What I found was there is a similarity to the shapes of the curves
and their slopes, suggesting that like information is obtainable
from disparate practices. In addition, low (PS 1) and high (PS
5) classifications offer little change when compared with PS 2
and PS 4, respectively. Thus, the current five-point scale might
simply be reduced to a three-point scale of low/moderate/high
medical risk. Assuming that less (i.e., more safe) anesthetics
are given as patients' medical conditions worsen, the PS classification
in this age of low anesthetic morbidity and mortality might serve
as the anesthetic risk factor. Using the same three-point scale
for assessing the risk of a surgical procedure, low/moderate/high,
a matrix can be formed to assign the combined risk of the patient's
medical condition with the selected anesthetic and the severity
of the surgery as depicted in Figure 2. I
used the combined mortality rates for PS 1 + 2, PS 3 and PS 4
+ 5 in the two 1970s studies to roughly predict the surgical risks
(as they existed in the 1960s).
My purpose in the brief exercise is not to come up with the "New
ASA Operative Risk Classification" but to show that patterns
exist among the data garnered over 60 years of assessment to embark
on developing a more meaningful assessment scale. Our current
PS assessment scale applied to a 1:250,000 mortality risk is meaningless
if one was to estimate a 10-fold risk of dying (10:250,000 anesthetics).
Perhaps it's time for ASA, the Society of Academic Anesthesiology
Chairs, the Association of Anesthesiology Program Directors, the
Association of University Anesthesiologists and even the American
College of Surgeons to collectively attempt to construct a more
useful risk assessment scale for anesthesia/surgery.

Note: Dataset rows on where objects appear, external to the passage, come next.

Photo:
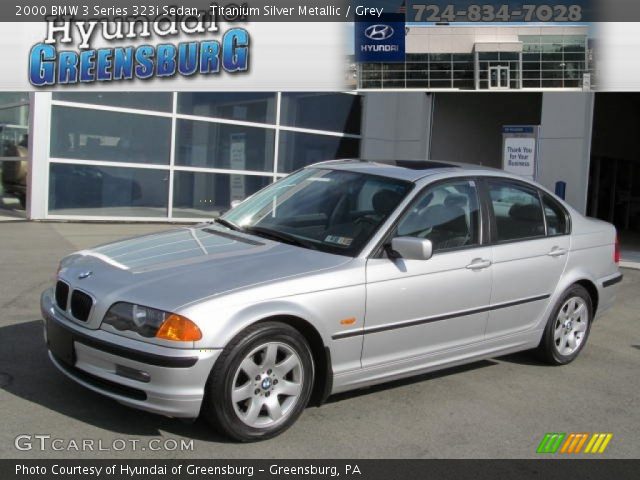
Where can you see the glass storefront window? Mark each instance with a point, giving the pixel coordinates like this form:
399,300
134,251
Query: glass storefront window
297,150
198,194
218,145
81,133
86,190
256,107
322,111
157,101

In the meantime, my advice to those who must answer questions
at headquarters about the predictability of the ASA Physical Status
Classifications with operative mortality is simple. The current
classification has evolved into a ceremonial exercise engaged
by all anesthesiologists in memory of those pioneer physicians
who set out to define anesthetic risk in a bygone era. It has
little meaningful clinical application in today's practice of
anesthesia.
M.J.L.
References:
1. Saklad M. Grading of patients
for surgical procedures. Anesthesiology. 1941; 2(3):281-284.
2. Keats AS. The ASA classification of physical
status A recapitulation. Anesthesiology. 1978; 49(4):233-236.
3. Owens WD, Felts JA, Spitznagel Jr EL. ASA physical
status classifications: A study of consistency of ratings. Anesthesiology.
1978; 49(4):239-243.
4. Owens WD. American Society of Anesthesiologists
physical status classification system is not a risk classification
system. Anesthesiology. 2001; 94(2):378.
5. Vacanti CJ, Van Houten RJ, Hill RC. A statistical
analysis of the relationship of physical status to postoperative
mortality in 68,388 cases. Anesth Analg. 1970; 49:564-566.
6. Marx GF, Mateo CV, Orkin LR. Computer analysis
of past anesthetic deaths. Anesthesiology. 1973; 39:54-58.